James came home on mid-deployment leave in January 2007 and re-connected with Kristy, whom he had met while obtaining his high school credits at Suffolk County Community College. The couple had dated for a brief time before he enlisted but had gone their separate ways because of his military duties and her pursuit of a degree.

Kristy and James discovered during his leave that there was still a romantic spark between them and he asked her to be his wife at the airport, just before he boarded a plane for Germany. When he got back to Baghdad to finish out a 15 month deployment, James decided the marriage should take place as soon as possible in case something happened to him.

By that time, Kristy had moved in with Nicole and Rick, who helped arrange a proxy wedding for the young couple. The newlyweds planned to have a formal ceremony as soon as he returned home, but had to move the date back to June when the unit’s stay in Iraq was extended.

“They never got to see each other after their engagement,” said Nicole.

“Running away” from New York and places that reminded them of James is one way the Lundins have coped with a loss so painful they can’t remember much about the first year. They found their current property with the help of Rick’s sister, who lives in Hood River.
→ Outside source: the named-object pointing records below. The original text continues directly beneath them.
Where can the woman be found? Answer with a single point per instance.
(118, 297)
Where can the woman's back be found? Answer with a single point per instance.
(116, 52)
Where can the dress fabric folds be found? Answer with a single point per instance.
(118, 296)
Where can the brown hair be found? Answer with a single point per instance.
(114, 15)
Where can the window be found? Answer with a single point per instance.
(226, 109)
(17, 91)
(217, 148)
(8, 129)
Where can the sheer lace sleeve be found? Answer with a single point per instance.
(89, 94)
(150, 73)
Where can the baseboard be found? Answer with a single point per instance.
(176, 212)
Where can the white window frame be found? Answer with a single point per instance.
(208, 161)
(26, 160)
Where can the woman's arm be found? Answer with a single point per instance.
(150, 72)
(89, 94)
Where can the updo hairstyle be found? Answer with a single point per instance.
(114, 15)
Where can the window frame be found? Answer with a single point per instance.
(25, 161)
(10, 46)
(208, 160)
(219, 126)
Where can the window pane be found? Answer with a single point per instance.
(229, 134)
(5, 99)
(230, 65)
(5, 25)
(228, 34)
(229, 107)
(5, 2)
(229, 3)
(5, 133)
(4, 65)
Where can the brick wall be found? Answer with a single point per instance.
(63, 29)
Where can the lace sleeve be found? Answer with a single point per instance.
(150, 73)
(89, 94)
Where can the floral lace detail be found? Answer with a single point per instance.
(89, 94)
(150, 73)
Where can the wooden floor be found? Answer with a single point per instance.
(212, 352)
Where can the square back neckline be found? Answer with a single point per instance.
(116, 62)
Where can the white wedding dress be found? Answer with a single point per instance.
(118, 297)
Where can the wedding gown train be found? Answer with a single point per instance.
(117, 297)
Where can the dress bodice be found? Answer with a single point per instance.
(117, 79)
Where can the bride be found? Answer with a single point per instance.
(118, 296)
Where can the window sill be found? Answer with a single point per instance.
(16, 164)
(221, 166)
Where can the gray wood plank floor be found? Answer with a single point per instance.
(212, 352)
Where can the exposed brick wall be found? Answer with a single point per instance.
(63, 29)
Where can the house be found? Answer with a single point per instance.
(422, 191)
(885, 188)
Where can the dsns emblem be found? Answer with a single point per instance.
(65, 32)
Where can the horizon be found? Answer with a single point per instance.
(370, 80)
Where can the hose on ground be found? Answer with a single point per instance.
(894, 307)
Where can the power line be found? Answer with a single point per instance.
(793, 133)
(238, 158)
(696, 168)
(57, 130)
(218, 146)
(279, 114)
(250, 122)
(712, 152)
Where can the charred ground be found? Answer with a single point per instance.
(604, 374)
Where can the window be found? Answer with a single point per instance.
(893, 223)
“The only thing that I want more than anything I can’t have, I can never see him again and that’s just unacceptable,” said Nicole.

They said sometimes conversations become awkward because people are uncomfortable mentioning their son’s name or asking questions, as if that will stir up a grief they have forgotten.

“You should never be embarrassed about saying ‘Thank You,’ to Gold Star families,” said Rick. “You don’t have to worry about bringing up the subject because we never stop thinking about the loved one we have lost and the pain never goes away — we have just learned to live with it.”